Le colis était bien emballé, soigneusement caché au fond d'un placard, maintenu sous l'emprise d'une puissante sorcellerie familiale. Il a fallu défaire douze couches de papier fleuri, papier crépon, papier doré, pour découvrir ce qu'il contenait. Douze romans légers, sucrés, pimpants, pour arriver à ce joyau étincelant. Sans doute Alexandre Jardin n'a-t-il jamais écrit que pour ce livre-là. Une confession sans fausse note, à la fois terrifiée et soulagée, qui se parcourt la gorge sèche.
La bombe est lancée dès la première page : « Mon grand-père, Jean Jardin, dit le Nain jaune, fut, du 20 avril 1942 au 30 octobre 1943, le principal collaborateur du plus collabo des hommes d'Etat français : Pierre Laval, chef du gouvernement du maréchal Pétain. Le matin de la rafle du Vél' d'Hiv, le 16 juillet 1942, il était donc son directeur de cabinet ; son double. Ses yeux, son flair, sa bouche, sa main.
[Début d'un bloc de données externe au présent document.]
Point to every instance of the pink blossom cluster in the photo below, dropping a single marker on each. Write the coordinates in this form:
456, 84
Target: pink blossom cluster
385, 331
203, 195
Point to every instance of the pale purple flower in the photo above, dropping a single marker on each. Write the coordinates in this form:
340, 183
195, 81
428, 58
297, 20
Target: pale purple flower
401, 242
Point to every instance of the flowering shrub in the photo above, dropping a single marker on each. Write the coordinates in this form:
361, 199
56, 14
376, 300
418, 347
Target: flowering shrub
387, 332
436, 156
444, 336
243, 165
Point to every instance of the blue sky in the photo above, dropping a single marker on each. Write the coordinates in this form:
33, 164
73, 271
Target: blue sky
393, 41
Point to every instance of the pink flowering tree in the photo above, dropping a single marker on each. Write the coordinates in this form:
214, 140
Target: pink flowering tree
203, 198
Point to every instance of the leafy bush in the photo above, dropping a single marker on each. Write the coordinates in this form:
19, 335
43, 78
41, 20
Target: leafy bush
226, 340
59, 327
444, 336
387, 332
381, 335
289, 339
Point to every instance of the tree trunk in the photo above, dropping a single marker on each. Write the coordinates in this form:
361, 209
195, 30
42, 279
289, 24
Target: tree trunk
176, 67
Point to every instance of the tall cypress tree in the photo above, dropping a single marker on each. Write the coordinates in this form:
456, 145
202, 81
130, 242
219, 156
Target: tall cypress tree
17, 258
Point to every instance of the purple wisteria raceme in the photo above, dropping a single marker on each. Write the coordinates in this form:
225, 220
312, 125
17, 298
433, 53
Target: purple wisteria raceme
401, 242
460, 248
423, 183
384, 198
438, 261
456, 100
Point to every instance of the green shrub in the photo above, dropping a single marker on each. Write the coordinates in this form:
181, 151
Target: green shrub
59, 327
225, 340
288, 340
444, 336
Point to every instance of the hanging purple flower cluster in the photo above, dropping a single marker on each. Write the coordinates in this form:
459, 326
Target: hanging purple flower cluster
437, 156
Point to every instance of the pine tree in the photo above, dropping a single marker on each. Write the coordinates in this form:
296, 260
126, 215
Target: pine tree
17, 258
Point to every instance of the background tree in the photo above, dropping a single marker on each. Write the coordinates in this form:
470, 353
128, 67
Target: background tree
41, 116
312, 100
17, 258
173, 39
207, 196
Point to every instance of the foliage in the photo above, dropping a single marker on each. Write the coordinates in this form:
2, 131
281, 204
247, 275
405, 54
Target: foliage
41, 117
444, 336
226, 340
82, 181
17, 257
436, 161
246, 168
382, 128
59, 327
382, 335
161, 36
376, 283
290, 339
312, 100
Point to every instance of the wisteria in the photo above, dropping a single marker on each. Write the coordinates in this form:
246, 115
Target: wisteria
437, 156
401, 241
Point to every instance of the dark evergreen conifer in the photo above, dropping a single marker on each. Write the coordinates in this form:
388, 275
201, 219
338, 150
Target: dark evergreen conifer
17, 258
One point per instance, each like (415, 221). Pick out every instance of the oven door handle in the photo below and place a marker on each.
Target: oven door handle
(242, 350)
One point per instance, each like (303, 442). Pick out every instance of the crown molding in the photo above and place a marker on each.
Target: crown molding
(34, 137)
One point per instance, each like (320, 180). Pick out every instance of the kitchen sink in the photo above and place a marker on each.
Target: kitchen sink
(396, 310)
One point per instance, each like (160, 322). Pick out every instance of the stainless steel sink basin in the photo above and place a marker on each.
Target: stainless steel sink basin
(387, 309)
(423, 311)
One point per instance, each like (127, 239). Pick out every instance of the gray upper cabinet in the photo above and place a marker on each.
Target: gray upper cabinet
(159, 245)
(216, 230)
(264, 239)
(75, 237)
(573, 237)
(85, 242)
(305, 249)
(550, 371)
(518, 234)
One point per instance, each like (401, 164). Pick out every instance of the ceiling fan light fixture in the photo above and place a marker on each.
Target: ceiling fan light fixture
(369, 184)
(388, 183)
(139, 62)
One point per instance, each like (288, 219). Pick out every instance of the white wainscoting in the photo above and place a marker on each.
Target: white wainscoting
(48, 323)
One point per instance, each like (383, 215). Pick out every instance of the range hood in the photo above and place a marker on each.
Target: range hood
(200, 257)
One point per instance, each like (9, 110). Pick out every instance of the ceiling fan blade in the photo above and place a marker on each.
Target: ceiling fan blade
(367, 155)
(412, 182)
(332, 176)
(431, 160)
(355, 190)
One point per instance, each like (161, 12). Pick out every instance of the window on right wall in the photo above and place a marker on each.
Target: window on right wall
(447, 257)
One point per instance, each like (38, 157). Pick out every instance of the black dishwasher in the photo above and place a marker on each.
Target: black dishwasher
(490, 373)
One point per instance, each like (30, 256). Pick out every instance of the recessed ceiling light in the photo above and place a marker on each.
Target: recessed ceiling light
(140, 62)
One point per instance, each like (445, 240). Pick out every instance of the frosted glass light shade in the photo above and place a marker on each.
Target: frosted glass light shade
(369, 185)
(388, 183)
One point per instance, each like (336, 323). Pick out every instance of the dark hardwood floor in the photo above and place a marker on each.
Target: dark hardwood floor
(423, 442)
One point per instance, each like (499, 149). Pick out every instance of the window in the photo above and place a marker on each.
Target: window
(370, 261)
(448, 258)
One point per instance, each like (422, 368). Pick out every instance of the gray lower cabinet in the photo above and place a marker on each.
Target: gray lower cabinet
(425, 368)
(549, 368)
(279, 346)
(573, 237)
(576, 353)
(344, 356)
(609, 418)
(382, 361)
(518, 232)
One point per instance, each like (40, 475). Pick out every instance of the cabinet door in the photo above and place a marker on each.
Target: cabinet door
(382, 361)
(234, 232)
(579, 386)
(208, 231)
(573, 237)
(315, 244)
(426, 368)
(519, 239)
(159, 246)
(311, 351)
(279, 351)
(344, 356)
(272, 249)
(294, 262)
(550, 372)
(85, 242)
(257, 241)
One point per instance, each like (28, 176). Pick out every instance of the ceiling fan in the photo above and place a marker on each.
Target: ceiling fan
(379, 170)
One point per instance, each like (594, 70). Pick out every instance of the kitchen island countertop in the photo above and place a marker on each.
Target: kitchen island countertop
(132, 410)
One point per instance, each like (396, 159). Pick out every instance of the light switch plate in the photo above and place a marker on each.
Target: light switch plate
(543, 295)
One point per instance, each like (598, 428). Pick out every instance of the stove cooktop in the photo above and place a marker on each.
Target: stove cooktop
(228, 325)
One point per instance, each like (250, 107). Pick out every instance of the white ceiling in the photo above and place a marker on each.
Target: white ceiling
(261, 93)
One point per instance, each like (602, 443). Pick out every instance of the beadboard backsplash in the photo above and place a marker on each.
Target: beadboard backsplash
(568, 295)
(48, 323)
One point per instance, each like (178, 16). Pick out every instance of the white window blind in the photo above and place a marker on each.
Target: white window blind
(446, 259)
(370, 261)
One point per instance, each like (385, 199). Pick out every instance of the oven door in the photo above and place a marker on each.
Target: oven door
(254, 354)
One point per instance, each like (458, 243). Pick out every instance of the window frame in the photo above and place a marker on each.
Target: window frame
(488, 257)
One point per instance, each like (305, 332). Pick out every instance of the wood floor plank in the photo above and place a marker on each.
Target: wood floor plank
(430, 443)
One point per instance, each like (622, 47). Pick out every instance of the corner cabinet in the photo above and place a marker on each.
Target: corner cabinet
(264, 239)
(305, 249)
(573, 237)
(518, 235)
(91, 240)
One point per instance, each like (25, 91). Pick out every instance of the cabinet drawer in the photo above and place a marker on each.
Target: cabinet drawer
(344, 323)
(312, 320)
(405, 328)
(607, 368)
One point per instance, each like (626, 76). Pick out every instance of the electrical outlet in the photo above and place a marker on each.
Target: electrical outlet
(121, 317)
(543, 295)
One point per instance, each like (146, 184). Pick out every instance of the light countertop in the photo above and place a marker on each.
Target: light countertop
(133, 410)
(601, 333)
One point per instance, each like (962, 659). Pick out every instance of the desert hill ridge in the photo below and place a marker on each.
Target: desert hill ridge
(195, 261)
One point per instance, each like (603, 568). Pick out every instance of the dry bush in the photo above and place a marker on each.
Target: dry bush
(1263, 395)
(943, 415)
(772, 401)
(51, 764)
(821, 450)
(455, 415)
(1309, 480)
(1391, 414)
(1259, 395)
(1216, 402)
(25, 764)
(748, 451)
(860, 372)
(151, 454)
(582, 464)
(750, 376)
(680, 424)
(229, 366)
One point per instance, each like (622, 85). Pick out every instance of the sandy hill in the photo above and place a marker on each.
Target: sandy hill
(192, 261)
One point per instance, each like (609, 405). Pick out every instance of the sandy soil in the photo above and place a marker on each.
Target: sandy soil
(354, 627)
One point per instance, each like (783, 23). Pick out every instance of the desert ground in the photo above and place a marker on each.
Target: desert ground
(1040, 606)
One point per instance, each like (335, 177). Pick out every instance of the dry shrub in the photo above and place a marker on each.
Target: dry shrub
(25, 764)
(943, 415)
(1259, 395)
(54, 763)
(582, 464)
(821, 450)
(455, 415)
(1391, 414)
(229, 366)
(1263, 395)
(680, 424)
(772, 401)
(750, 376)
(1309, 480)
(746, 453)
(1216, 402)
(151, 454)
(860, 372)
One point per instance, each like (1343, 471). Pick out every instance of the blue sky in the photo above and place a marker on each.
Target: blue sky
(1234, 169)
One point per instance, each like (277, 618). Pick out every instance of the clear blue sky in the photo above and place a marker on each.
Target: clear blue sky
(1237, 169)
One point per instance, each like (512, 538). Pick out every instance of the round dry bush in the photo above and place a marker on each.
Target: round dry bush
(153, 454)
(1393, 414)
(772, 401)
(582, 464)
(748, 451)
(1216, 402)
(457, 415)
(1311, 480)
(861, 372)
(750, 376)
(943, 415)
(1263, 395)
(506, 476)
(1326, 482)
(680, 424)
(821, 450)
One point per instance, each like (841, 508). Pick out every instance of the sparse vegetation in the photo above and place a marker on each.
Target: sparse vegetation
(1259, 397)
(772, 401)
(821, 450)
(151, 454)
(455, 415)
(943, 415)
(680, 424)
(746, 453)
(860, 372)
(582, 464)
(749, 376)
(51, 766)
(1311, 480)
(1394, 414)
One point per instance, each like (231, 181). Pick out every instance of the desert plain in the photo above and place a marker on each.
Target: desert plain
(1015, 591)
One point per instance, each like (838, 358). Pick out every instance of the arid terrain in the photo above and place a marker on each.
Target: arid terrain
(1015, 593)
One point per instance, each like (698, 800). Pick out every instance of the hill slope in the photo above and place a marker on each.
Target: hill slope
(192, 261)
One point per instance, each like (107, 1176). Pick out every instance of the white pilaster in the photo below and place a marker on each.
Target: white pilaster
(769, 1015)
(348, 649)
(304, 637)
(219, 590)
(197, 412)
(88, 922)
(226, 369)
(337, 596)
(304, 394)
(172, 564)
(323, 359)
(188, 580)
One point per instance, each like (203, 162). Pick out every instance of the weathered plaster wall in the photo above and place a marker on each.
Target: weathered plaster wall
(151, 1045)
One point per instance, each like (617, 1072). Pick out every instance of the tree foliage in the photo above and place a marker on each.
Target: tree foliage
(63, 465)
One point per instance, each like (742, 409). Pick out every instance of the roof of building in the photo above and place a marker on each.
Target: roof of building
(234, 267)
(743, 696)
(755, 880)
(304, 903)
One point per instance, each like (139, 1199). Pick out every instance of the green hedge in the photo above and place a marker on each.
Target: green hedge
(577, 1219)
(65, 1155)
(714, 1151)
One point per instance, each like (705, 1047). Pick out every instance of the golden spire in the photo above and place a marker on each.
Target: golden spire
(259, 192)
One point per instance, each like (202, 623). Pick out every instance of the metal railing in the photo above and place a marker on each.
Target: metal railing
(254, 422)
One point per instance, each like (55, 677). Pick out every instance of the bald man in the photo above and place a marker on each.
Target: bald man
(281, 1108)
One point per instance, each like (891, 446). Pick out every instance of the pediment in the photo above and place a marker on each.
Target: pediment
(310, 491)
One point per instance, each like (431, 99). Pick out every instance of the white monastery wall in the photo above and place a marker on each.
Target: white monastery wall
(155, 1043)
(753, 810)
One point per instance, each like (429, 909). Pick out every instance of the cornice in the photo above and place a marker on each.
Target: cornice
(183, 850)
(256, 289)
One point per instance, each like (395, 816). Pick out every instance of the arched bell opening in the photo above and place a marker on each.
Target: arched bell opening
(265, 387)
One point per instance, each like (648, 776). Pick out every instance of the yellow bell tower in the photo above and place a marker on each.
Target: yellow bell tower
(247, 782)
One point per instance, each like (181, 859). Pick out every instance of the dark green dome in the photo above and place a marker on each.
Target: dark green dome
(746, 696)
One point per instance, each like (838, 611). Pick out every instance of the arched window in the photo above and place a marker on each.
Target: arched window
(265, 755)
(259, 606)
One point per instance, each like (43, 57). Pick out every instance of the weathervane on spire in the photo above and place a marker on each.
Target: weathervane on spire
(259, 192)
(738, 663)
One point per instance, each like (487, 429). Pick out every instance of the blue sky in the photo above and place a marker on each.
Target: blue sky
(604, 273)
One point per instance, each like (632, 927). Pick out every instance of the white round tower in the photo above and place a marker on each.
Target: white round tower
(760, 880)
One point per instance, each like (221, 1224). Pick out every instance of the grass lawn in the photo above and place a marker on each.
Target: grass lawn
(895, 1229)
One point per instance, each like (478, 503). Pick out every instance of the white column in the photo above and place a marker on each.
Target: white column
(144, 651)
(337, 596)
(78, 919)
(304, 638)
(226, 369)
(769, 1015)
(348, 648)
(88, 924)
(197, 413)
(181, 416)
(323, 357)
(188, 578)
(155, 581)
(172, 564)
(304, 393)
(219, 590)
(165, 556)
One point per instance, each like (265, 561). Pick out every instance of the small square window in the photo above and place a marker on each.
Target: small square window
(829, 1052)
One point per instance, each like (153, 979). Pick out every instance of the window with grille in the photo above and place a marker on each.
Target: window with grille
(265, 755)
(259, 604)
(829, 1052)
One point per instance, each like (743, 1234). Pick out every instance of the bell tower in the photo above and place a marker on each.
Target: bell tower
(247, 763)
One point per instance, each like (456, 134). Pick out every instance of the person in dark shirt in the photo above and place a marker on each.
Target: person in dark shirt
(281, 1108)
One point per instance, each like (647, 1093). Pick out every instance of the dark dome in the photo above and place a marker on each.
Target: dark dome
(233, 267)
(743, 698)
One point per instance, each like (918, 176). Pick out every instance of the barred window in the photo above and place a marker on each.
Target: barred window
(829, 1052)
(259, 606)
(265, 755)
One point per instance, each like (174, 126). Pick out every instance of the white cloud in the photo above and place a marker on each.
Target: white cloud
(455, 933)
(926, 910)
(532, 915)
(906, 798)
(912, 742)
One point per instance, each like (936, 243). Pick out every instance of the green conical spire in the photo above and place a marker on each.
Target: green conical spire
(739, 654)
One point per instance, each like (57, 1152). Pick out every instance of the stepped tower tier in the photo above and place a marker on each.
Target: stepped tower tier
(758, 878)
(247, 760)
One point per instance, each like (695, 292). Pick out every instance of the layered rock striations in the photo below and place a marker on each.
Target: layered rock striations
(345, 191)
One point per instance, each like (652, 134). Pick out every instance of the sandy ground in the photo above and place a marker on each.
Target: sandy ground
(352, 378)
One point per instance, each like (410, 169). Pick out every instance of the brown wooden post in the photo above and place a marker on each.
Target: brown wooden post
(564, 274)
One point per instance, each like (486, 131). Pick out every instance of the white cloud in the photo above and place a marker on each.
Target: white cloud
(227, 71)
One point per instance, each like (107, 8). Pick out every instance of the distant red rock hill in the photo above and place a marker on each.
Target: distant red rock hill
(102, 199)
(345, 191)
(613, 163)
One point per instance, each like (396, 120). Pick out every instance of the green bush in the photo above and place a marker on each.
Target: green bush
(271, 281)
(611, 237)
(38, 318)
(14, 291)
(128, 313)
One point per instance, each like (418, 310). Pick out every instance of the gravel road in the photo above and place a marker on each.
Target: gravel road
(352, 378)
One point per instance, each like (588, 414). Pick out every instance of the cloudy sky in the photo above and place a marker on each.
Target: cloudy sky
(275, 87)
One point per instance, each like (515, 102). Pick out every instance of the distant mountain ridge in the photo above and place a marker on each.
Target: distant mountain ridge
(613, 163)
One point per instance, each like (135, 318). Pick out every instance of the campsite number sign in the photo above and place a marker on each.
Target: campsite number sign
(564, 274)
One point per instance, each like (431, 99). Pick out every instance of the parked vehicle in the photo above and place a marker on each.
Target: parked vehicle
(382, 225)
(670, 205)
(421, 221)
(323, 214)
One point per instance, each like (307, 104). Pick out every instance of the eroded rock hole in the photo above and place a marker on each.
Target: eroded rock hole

Pour ne pas dire sa conscience. » Comment ne pas lire dans cette description physique, débitée au hachoir, le dégoût de ses propres origines, l'effroi de l'inéluctable symbiose génétique ? Les yeux, le flair, la bouche, la main d'Alexandre Jardin proviennent organiquement d'un être qui participa au« bal macabre » de la collaboration. Un être dont les initiales jumelles forment le sinistre écho de cette époque, et qui ne fut jamais inquiété. Un être qui eut droit aux honneurs littéraires de la part de ses descendants, tous deux écrivains : d'abord son fils, Pascal Jardin, dans La Guerre à neuf ans (1971) et Le Nain jaune (1978), puis son petit-fils Alexandre, dans Le Roman des Jardin (2005).
Du sang vicié qui coule dans ses veines, l'héritier tente aujourd'hui d'extraire le poison. D'une droiture et d'une lucidité à toute épreuve, il croise les témoignages impromptus les plus romanesques, les documents confidentiels les plus pointus, les souvenirs personnels les plus refoulés, pour accéder au secret qui a rongé toute son existence. Expert en jeux de miroirs, il déploie les révélations dans de courts chapitres disposés en vis-à-vis, décochant des reflets aveuglants qui finissent par dessiller. Dans un style tranchant et tournoyant, il creuse, vrille, fore. Et souffle un grand coup pour éclaircir la percée obtenue. Loin de se ménager, Alexandre Jardin pratique l'égratignement de soi avec un courage et une élégance rares. « A quarante-quatre ans, essoufflé de menteries, je prends donc la plume pour fendre mon costume d'arlequin », confesse-t-il dans l'élan de sincérité qui propulse tout le livre. Ses rires en cascade forcés, ses cabotinages romantiques, ses écrits à l'eau de rose : un à un, les losanges criards de la panoplie de camouflage qu'il porta pendant vingt-cinq ans sont découpés au scalpel et jetés au feu.
Magistral exposé de psycho-généalogie, Des gens très bien crève le moelleux feutré du divan pour sonder le gouffre de l'Histoire et de la mémoire. « Soudain, j'ai peur. Pour la première fois de ma vie, j'accepte de perdre pied » : en lâchant prise, Alexandre Jardin retrouve l'équilibre et prend de la hauteur de vue. Au détour de phrases pudiques et cinglantes, il dénonce une certaine tendance française à l'autopersuasion, à l'illusion d'intégrité. Il démonte le mécanisme de toute prise de conscience pour dépoussiérer une à une les pièces qui la constituent : doute, renoncement, honte, sursaut de confiance, bourgeonnement de l'évidence, renaissance.
Zac, l'inoubliable ami d'adolescence, fut le premier à lui mettre la puce à l'oreille, sans discerner, dans le miroir qu'il lui tendait, le reflet de son destin personnel. C'est tout le pouvoir d'envoûtement de ce livre : par effet de ricochet, il vient toquer à la fenêtre de chacun et invite à relire sa propre histoire. Alors le titre prend une autre tonalité. Des gens très bien, ce sont peut-être des auteurs comme Alexandre Jardin, capables de renaître. D'oser l'espoir.